Who are the main influences on the Dropkick Murphys, apart from Woody Guthrie and punk?
I definitely think normal hard rock, like the Stones and AC/DC, and it has an equal influence on the band as punk and folk music, you know. I’m always going to give a shoutout to the Stones and AC/DC, you can’t go wrong there, haha.
Has your longevity surprised you?
I guess we have always taken that perspective that you are only as good as your last album, and you have got to play your arse off every night as if it was your last show, and if you keep that enthusiasm and you keep that perspective, and you are lucky enough to have a local fan base, then yeah, there is no reason why you can’t or shouldn’t continue making music. I think sometimes for a lot of bands they let the business side of it chew them up and spit them out, the constant touring begins to pull on them, and maybe alcohol starts to come into the picture between band members. We have always treated this like family, we treat each other with respect, we treat the people we work with, with respect, we work hard, and we don’t worry about anything else which can take care of itself. I am surprised how long it has lasted, and I’m very grateful, but I think work ethic and the fact we have put ourselves as people and our families first, and not the money or chasing popularity. If you chase popularity, you are not going to find it.
Why is this released on Dummy Luck and not Born & Bred?

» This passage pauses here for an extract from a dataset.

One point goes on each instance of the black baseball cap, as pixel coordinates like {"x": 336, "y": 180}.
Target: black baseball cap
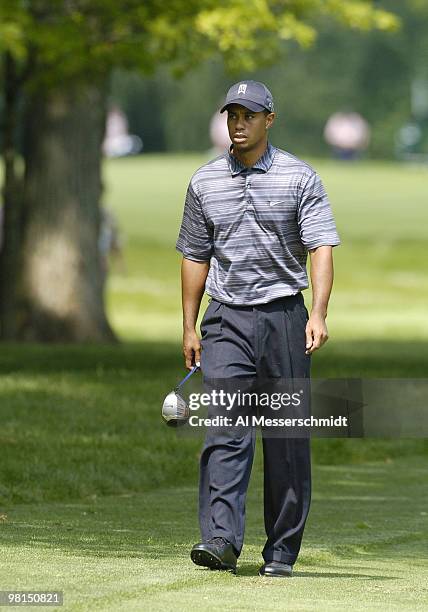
{"x": 251, "y": 94}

This is a new label going forward, we’ve shipped out distribution partnerships and all that to PIAS Worldwide, who have been a great partner with us in Europe previously. As we changed over all our distribution stuff we switched over the name. Dummy Luck is a line from a song on the last album, and sometimes I think that is the positive test, it goes with keep it simple, stupid, haha.
At Americana UK we like to ask interviewees what they are listening to now, the top three artists, albums, or tracks?
Coincidentally, we had them join us on the record, Oklahoma’s Turnpike Troubadours, and they are pretty much heavy on my list. I’ve been listening to a lot of Dylan, more than I’ve probably done throughout my life.
A big Woody Guthrie influence, haha.
Haha, I’ve always liked Dylan, but I’ve gone on a bit deeper dive, but man, do you hear that Guthrie influence more and more, the more you listen. I know he is a big name over in England, but I’m always trying to let Americans know about Gerry Cinnamon, and I love his music, and nobody knows about him in America. That is my full-time job, get Gerry known in America.
Is there anything you want to say to our UK Readers?
We feel it is important for us to bring Woody Guthrie to our audience, but hopefully, fans of americana will give the Dropkick Murphys an honest listen, and not just judge us based on what they have heard before and think of this as just a punk record.
The Dropkick Murphys ‘This Machine Still Kills Fascists’ is out now on Dummy Luck Music.